The government had said last month it intended the vaccine mandate to apply to all people aged 14 and up

Reuters file
Reuters file

By Reuters

Published: Sun 16 Jan 2022, 5:08 PM

Austria’s government proposed on Sunday setting the minimum age for mandatory coronavirus vaccinations against Covid-19 at 18 and rolling out the programme in stages from February 1, seeking to build broad consensus for the disputed step.

The conservative-led government had said last month it intended the mandate to apply to all people aged 14 and up, the first European Union country to make vaccinations compulsory for the general population.
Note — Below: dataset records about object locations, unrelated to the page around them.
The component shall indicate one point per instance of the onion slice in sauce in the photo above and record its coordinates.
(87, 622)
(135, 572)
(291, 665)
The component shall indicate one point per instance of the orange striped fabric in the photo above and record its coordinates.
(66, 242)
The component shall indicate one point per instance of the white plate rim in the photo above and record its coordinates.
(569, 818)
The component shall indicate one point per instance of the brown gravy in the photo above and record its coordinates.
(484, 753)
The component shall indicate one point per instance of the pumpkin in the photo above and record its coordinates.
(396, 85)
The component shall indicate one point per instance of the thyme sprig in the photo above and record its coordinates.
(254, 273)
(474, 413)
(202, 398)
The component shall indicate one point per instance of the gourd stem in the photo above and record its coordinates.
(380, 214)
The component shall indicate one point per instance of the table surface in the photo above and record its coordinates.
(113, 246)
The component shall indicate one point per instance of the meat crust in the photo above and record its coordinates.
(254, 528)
“This is not a fight between the vaccinated and unvaccinated,” Chancellor Karl Nehammer, just emerging from quarantine after contracting Covid-19, told a news conference in Vienna a day after thousands marched against the plan.

Nehammer said the government needs to press ahead because too many remain unvaccinated to allow people to mingle freely, stressing the need to avoid more lockdowns.

Nearly 72 per cent of Austria’s population has a valid vaccination certificate. Many Austrians are sceptical of vaccines, a view encouraged by the libertarian-minded, far-right Freedom Party, the third biggest in parliament.

Parliament is scheduled to vote on the plan this week.

Critics of vaccine mandates say that apart from the issue of personal freedoms, current jabs do not prevent viral transmission or re-infection and that the now dominant Omicron variant of the coronavirus appears to be milder, causing less serious illness, than previous variants.

Nehammer said an entry phase of mandatory inoculations would last until mid-March and give people another chance to get jabs without being fined if caught in an inspection.

People who are still not vaccinated will get reminders, and in a third phase get invitations to vaccination appointments that will trigger penalties if not taken up.

“In the best case we won’t even need this third phase,” Nehammer said.

Holdouts face fines of 600 euros ($685) per violation or up to 3,600 euros in all, but not jail time, officials said.


As infections set records in the Alpine republic late last year, the government announced a fourth national lockdown and said it would make vaccinations compulsory for all.

Exceptions apply for people who cannot get vaccinated for medical reasons or are pregnant.

Austrian health authorities have reported more than 1.4 million infections and nearly 14,000 deaths from Covid-19 since the pandemic broke out in early 2020.

The government is keen to avoid reintroducing a full lockdown like the one the country emerged from last month, its fourth of the pandemic.